Gov. Gavin Newsom’s budget proposes to deal with the poverty issue in part by doubling the size of the Earned Income Tax Credit designed to put extra money in the pockets of low income workers.

It’s a good idea and a worthy goal if the funding needs of the proposal can be met. Newsom has a plan.

Just as lower income tax rates are an incentive to work and produce, an “earned income” tax credit also encourages work even if an individual’s current circumstances are on the lower end of the economic ladder.

There is a cost to the EITC but there is also value to the idea. It’s purpose is to encourage work.The title for the tax credit says it all: “Earned Income.” In fact, Newsom has a new name for the program. “Working Families Tax Credit.” Fine. It’s the idea that work matters. And despite work, if a family still finds itself at the lower end of the economic ladder, the state will provide an incentive to keep working so they can improve their skills and thus rise.

While the idea is a hit on the state budget, the Earned Income Tax Credit idea has found bi-partisan support over the years. Notably, one time Republican vice-presidential candidate Jack Kemp was a supporter of EITC as part of the solution to bring people out of poverty.

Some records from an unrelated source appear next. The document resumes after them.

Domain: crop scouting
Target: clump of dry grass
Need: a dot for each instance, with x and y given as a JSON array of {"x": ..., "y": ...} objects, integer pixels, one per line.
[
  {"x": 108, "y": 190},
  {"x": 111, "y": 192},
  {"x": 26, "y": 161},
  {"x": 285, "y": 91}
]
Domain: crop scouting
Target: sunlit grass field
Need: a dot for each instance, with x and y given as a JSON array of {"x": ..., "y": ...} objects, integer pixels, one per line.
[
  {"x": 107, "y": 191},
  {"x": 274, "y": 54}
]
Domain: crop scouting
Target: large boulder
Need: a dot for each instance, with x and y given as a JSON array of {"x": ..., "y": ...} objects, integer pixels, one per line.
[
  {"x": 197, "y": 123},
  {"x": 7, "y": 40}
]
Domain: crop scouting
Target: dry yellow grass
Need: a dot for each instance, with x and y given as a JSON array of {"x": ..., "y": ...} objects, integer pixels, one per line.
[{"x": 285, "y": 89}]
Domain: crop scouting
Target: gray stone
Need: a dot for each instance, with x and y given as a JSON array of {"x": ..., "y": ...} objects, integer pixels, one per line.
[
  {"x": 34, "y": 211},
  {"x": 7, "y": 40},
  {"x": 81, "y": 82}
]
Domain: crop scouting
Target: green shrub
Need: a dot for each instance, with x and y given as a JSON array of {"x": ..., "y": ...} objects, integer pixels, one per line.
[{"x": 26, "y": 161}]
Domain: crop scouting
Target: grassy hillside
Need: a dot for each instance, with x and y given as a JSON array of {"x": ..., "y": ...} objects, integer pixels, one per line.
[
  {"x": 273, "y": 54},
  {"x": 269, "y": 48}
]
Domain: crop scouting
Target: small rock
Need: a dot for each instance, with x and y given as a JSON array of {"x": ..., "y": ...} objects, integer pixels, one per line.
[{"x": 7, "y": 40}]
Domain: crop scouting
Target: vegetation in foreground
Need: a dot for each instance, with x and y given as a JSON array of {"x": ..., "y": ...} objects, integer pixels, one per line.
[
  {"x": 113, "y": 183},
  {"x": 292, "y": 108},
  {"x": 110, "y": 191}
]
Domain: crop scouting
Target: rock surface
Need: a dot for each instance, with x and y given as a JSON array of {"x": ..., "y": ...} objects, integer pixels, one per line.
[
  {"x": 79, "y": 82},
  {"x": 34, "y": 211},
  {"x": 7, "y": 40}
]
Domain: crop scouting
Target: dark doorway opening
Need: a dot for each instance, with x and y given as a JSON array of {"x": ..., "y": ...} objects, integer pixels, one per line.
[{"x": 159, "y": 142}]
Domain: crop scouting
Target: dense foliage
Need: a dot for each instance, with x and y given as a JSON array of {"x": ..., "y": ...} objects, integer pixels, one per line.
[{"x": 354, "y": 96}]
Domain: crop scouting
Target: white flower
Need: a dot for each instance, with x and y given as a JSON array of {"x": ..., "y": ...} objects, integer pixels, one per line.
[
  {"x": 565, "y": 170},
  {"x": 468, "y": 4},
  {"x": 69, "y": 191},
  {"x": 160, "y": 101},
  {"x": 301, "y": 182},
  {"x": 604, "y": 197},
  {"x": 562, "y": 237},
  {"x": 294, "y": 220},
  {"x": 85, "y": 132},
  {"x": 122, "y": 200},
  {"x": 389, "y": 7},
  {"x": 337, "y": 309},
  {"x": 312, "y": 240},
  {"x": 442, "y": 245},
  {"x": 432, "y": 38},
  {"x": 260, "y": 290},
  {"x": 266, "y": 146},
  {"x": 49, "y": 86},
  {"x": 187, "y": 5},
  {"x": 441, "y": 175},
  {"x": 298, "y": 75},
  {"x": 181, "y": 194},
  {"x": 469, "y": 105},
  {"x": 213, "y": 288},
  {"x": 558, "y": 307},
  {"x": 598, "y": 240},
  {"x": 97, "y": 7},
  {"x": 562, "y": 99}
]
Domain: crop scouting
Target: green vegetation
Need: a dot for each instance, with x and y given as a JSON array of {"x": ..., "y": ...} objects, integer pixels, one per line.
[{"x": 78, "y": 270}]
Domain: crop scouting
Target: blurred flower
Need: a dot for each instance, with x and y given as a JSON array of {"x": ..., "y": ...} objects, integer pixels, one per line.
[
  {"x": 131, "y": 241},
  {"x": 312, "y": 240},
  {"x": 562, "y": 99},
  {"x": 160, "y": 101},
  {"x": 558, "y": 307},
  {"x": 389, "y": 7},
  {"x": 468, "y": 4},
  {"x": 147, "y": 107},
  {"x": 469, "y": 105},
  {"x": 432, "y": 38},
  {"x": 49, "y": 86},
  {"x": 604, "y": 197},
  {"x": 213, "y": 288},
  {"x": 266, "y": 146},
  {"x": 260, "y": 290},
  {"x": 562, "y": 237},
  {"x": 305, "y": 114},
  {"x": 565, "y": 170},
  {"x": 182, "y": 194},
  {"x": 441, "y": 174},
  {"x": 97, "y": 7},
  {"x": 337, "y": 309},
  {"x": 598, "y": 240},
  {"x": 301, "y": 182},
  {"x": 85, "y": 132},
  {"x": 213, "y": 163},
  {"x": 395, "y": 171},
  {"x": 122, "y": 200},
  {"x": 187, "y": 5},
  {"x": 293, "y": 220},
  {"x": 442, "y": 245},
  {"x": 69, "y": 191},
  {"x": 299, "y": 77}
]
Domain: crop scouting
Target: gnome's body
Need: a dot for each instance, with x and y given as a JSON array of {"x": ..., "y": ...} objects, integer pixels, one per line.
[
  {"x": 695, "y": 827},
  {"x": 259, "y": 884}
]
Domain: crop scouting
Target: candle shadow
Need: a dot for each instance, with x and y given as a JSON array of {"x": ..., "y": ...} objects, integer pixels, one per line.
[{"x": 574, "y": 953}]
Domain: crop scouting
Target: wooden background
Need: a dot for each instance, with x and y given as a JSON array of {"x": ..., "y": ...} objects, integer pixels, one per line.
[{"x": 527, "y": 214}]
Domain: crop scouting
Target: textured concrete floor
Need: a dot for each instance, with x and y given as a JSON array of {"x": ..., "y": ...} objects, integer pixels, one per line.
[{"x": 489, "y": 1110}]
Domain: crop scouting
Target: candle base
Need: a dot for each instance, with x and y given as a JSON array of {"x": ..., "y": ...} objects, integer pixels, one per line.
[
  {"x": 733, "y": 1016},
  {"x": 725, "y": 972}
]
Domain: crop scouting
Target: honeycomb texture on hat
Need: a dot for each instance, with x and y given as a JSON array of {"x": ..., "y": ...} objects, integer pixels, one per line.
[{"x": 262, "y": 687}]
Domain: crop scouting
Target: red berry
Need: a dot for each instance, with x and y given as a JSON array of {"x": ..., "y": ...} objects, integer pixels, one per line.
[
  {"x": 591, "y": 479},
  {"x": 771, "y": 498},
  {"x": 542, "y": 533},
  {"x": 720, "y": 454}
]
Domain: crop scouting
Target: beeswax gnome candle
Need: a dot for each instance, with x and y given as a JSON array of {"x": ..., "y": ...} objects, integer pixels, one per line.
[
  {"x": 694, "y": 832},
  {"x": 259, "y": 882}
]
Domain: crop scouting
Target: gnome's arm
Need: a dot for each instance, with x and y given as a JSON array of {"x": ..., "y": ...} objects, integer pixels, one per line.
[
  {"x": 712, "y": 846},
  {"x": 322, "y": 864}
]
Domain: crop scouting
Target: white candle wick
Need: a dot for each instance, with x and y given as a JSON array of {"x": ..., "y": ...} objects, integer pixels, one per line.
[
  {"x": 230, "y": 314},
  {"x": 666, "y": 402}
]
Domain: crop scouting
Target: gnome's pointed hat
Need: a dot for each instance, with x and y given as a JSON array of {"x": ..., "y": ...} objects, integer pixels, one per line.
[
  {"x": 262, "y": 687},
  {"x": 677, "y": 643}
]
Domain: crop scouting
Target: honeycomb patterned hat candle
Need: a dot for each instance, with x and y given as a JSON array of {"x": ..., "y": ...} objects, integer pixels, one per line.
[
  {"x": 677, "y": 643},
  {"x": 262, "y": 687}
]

For tax year 2018, families earning wages or self-employment income up to $24,950 may qualify for what was formerly known as CalEITC. About $400 million in Earned Income Tax Credit is expected to be granted to 2 million households this year.

Newsom’s budget proposes adding an additional $600 million in additional benefits which add 400,000 families, meaning 2.4 million families will be eligible for the tax credit at a cost of $1 billion dollars.

Ironically, it is the controversial federal tax law changes under President Trump that the Newsom administration is looking toward to help fund the EITC increase.

The administration proposes conforming California law to federal tax changes and eliminating deductions that mostly impact business income.

According to the budget summary, “Differences between federal and state systems can be especially difficult for individuals and small businesses. The Budget proposes conformity to several key provisions that on either administrative burden or policy grounds are clearly beneficial to California. These provisions include flexibility for small businesses; capital gains deferrals and exclusions for Opportunity Zones; and limitations on fringe benefit deductions, like-kind exchanges, and losses for non-corporate taxpayers; among others.”

Business is waiting for details of the conformity ideas before embracing the proposal. But most businesses welcome the idea of not having to do separate tax calculations.

With California’s large poverty problem, an earned income tax credit is one way to help lift the poverty burden.